Thankfully, we have two new very capable young German volunteers, Anna and Antonia, beginning work in the same community, who started with us around the time that Lucy left. They will be with us for a year between leaving school and starting university.
We have also seen a change in the school teaching staff. There is now a new primary school teacher there called Rusber offering classes to around 30 children in one classroom of six grades. He is from the same community of Santa Clara and deeply committed to educating the children in a way that strengthens their cultural identity.
In collaboration with Rusber, and alongside Soraya, our French/Australian communications coordinator, Anna and Antonia have been working the last two months to run environmental educational workshops. These have used drawing to teach the children about pollination and have also involved planting flowers in the community to attract bees. Additionally, the same team of people have created a musical instrument playground very near the school using entirely recycled material.
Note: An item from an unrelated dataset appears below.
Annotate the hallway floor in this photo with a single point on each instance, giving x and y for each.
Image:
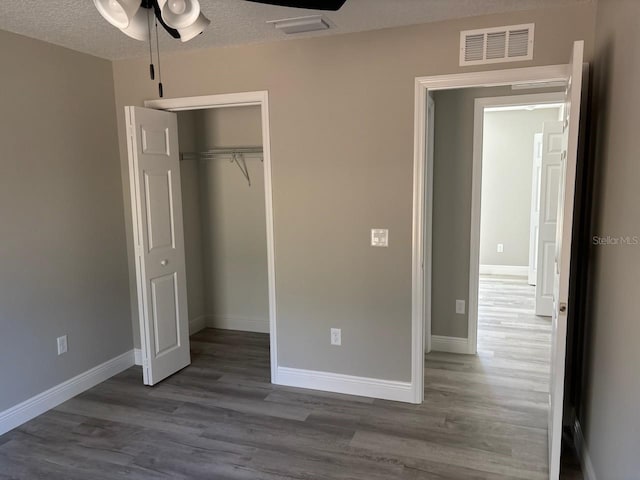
(484, 416)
Because of these recent initiatives, and the connection of education to permaculture that we have been developing in this community for over a year and a half, this project is beginning to attract greater attention within the wider Shipibo community.
This has led to the planning of a visit to this project on 26th November, when Profesor Eli Sánchez, one of the leading Shipibo educators and also a key adviser to Alianza Arkana, will be bringing a group of 20 teachers and local indigenous leaders to witness this project at first hand. This is part of the work Profesor Eli Sánchez is doing as leader of the intercultural education initiative that ORAU - the regional indigenous political organization - is now taking.
The plan is that, after the visit, the teachers will implement similar projects in the schools in their communities they are working in, supported by ORAU. We are delighted as it was always our intention that the educational projects we create can be models for other projects. We are even more delighted that this intitiative is now being led by a regional indigenous organization and not an NGO.